Git Commands (Every day use)

Here are the list of git commands that I use every day:

  • Clone remote repository
  • list the branches in test-repo repository.
    • git branch -vv
  • Switch between branches
    • git checkout milestone1
    • git checkout milestone2
  • Create a new branch work1 from milestone1
    • git checkout milestone1
    • git branch work1
    • git checkout work1
    • You can combine above two commands with “git checkout -b work1”
  • Push new branch work1 to repository test-repo
    • git push origin
  • Merging branches (merge milestone2 code to work1)
    • git checkout milestone2
    • git pull (git fetch & git merge origin/milestone2)
    • git checkout work1
    • git pull
    • git merge –no-ff milestone2
    • git push origin work1
  • push a modification to file1 to work1 branch
    • git chekcout work1
    • git pull
    • git add file1
    • git commit -m “message” (or git commit -a -m “message” to skip staging area)
    • git push origin work1
  • Delete local branch
    • git branch -d work1 (to delete tracking branch)
    • git push origin  :work1 (to delete branch on remote repository)
  • You have done some changes in your local tracking branch, but you want to work on different branch and come back. If you have new file, then add it to the index.
    • git add newfile
    • Do changes in current indexed file file1.
    • git stash
    • git checkout master
    • do some work on master branch
    • git checkout work1
    • git stash pop (will pop both file1 and newfiles changes on top of work1 branch)
  • See the history of commits
    • git log
    • git log -p -1
    • git log –stat
  • Code differences
    • git diff origin/master (local uncommitted changes with remote tracking branch)
    • git diff master (local uncommitted changes with tracking branch, where you commits your changes)
    • git diff COMMIT^ COMMIT (compare commit with ancestor commit of tracking branch)
    • git diff –staged (staged changes with tracking branch recent commit)
    • git diff (not committed)
    • git diff HEAD (upstaged changes with recent commit)
    • git show (to see the commited changes, difference with parent commit)
    • git diff milestone1..milestone2 (difference between two branches)
  • Status of your changes
    • git status
  • Resetting local committed changes
    • git reset <commit-id> (HEAD is moved to the specified commit-id)
  • Resetting local staged changes
    • git rm –cached
  • Discard changes in current working directory. (not staged)
    • git checkout — file1
  • Bringing changes to exiting commit
    • git add file2
    • git commit –amend (will add file2 change into same commit, not pushed)
  • Generate patch from commit 
    • git format-patch -n1
    • git am <p (apply a specific patch)

We need to understand some theory behind how git works. Some common terms we come across while working with git:

Repository, Remote tracking branch,  Tracking branch, Local branch

Repository – A set of branches related to project. (git clone <repository link>)

Remote tracking branch –

Remote-tracking branches are references to the state of remote branches. They’re local references that you can’t move; they’re moved automatically for you whenever you do any network communication. Remote-tracking branches act as bookmarks to remind you where the branches in your remote repositories were the last time you connected to them.
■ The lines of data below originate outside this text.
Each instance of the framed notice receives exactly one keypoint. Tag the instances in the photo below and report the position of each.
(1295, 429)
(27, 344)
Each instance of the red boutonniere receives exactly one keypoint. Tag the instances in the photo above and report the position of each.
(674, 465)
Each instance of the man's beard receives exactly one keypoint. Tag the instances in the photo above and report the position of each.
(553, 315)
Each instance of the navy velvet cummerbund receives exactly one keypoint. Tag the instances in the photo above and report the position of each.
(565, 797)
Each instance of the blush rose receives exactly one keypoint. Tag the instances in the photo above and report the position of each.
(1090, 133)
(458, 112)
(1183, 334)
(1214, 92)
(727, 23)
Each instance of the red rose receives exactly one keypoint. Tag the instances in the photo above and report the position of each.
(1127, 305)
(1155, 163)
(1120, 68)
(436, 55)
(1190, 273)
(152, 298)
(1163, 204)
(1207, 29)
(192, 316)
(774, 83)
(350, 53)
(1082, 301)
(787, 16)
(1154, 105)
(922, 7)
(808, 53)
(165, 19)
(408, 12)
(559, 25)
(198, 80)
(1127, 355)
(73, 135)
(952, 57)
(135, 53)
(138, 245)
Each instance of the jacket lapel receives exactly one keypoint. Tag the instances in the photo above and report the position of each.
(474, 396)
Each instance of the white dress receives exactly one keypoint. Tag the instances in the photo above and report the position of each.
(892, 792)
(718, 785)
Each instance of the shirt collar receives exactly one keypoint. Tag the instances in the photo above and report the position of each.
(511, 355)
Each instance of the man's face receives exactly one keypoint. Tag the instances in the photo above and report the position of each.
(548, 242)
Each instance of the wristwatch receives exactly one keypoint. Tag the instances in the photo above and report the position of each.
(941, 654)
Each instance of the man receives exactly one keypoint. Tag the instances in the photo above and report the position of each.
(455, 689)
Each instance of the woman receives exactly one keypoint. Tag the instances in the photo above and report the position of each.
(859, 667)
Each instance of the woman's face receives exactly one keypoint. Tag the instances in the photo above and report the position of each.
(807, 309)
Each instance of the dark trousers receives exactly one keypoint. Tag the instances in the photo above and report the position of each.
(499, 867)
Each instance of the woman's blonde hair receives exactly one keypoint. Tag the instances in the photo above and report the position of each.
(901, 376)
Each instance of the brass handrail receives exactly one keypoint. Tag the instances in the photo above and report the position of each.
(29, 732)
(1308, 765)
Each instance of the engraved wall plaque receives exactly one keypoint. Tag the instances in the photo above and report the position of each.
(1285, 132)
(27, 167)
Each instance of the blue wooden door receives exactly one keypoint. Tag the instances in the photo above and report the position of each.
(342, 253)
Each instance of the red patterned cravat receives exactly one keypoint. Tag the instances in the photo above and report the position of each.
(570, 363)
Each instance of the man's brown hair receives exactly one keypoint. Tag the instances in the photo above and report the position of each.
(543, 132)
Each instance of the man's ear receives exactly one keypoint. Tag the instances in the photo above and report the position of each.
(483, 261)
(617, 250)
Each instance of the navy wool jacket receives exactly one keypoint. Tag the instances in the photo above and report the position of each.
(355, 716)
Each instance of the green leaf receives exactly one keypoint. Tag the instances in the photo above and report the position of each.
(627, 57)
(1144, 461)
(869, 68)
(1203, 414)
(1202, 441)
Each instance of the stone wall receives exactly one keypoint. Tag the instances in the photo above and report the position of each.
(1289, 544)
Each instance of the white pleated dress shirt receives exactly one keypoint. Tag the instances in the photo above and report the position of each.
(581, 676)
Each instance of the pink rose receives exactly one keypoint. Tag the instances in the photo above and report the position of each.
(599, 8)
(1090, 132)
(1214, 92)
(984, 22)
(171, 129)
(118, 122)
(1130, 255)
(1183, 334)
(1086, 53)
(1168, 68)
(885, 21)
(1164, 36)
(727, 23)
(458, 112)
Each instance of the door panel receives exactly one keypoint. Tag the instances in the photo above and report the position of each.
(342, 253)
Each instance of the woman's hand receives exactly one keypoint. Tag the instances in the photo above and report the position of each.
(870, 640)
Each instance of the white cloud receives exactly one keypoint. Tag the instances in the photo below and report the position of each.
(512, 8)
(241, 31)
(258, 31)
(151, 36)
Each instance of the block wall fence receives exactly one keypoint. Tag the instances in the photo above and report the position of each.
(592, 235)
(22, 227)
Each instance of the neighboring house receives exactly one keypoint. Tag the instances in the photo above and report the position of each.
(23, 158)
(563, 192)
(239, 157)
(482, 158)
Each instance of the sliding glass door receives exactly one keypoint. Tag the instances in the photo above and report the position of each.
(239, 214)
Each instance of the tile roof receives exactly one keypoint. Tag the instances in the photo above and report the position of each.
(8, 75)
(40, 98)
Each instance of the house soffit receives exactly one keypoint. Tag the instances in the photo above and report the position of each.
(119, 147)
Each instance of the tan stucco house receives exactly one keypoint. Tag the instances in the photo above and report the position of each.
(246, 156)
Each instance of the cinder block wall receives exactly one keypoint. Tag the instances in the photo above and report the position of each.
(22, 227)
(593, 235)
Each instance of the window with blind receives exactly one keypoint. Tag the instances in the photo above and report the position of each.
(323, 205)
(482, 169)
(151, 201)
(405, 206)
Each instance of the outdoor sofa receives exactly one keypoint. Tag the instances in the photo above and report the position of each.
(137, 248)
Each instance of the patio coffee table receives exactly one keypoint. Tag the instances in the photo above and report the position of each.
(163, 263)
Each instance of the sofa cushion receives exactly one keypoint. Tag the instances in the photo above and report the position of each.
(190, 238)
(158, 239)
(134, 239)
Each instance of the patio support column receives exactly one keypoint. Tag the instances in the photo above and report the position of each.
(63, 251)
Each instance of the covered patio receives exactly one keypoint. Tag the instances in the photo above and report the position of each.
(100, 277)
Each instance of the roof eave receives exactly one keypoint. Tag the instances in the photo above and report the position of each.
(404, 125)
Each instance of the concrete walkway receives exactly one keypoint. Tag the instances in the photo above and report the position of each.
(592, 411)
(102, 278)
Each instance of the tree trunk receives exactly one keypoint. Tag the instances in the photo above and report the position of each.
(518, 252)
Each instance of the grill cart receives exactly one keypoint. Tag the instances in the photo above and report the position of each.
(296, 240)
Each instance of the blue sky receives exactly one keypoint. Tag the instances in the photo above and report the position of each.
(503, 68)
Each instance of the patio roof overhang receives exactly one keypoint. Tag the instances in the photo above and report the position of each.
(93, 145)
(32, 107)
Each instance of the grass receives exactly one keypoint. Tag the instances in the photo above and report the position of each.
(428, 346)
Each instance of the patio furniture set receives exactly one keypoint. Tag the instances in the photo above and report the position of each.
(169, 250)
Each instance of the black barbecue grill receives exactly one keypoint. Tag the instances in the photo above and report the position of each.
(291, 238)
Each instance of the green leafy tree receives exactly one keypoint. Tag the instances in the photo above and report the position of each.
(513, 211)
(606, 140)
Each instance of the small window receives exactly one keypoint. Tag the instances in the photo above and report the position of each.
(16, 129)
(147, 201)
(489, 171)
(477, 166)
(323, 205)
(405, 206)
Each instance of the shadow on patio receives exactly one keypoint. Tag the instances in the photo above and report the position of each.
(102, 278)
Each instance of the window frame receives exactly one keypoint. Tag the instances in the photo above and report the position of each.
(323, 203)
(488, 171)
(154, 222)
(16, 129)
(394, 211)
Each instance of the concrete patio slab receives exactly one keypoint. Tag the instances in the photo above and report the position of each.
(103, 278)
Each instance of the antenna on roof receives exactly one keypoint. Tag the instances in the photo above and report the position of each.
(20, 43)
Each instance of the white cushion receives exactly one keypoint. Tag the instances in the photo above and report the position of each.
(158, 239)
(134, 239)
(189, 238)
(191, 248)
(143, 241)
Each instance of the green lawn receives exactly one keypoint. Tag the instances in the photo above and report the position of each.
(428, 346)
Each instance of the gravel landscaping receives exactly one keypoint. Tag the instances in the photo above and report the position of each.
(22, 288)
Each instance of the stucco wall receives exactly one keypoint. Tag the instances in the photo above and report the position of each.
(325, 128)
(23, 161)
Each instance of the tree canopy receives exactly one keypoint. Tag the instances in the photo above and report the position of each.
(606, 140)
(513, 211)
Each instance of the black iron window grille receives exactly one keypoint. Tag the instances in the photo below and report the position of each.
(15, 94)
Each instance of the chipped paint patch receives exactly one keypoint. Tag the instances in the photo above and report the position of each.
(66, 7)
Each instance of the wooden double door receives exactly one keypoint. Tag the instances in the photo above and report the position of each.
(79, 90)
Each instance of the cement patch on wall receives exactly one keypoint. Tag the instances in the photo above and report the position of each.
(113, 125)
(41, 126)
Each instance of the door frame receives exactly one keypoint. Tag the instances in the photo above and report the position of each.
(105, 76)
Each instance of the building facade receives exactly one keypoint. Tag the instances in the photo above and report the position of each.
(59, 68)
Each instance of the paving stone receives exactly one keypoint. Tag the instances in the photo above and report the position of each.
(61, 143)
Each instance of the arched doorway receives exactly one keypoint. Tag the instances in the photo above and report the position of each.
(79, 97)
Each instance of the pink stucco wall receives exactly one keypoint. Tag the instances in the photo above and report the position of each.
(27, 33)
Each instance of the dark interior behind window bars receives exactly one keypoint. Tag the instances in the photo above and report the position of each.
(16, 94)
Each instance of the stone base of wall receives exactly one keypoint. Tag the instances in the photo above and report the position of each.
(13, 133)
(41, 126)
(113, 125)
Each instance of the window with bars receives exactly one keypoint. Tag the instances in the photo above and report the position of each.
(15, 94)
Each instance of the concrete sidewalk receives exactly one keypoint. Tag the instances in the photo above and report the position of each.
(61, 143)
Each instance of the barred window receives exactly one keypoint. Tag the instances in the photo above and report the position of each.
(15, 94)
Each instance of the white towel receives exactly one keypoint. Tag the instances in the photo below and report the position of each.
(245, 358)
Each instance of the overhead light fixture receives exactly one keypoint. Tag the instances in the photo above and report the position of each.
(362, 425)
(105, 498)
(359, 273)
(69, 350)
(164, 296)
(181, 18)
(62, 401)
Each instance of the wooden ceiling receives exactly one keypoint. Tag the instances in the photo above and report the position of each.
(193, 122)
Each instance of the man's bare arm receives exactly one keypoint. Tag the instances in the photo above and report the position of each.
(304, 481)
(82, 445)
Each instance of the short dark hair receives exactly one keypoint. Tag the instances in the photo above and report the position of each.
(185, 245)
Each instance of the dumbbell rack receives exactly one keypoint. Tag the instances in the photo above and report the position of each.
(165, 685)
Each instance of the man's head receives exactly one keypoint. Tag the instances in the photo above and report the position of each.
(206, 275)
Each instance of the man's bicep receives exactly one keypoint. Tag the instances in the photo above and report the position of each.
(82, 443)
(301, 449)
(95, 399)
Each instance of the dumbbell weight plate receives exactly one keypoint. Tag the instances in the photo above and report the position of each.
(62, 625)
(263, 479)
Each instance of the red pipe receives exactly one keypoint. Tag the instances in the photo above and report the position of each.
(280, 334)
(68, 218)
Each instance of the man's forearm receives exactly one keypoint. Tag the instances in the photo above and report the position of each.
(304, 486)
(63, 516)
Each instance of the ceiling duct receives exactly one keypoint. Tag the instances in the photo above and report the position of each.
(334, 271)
On my computer origin/master is the remote tracking branch which refers to the branch on hosting computer. When I do git pull, git push,  the git command uses origin/master info to talk to hosting computer(github.com).

Tracking branch /Local branch – This is the branch on my computer, which will have all the commits I have done but not yet pushed to the remote branch.

git branch -vv
  ganga     8e22413 [origin/ganga: ahead 2] integration of allocation logic
  master    4ae3a25 [origin/master] db change
* bug1 c8676f9 [dev/bugs: ahead 4, behind 2] fix for illegal option
  fet1   62a363b container changes

In above example,  Local branch or tracking branches are : ganga, master, bug1 and testing

Remote tracking branches : origin/ganga, origin/master, dev/bugs,

Tracking branches are local branches that have a direct relationship to a remote branch. If you’re on a tracking branch and type git pull, Git automatically knows which server to fetch from and branch to merge into

Git index (aka staging area/cache/directory cache/staged files) – Changes that are added for commit.

 

Advertisements

Good string programming puzzle

Problem Definition:

You are challenged to write an algorithm to check if a given string, s, can be formed from two other strings, part1 and part2.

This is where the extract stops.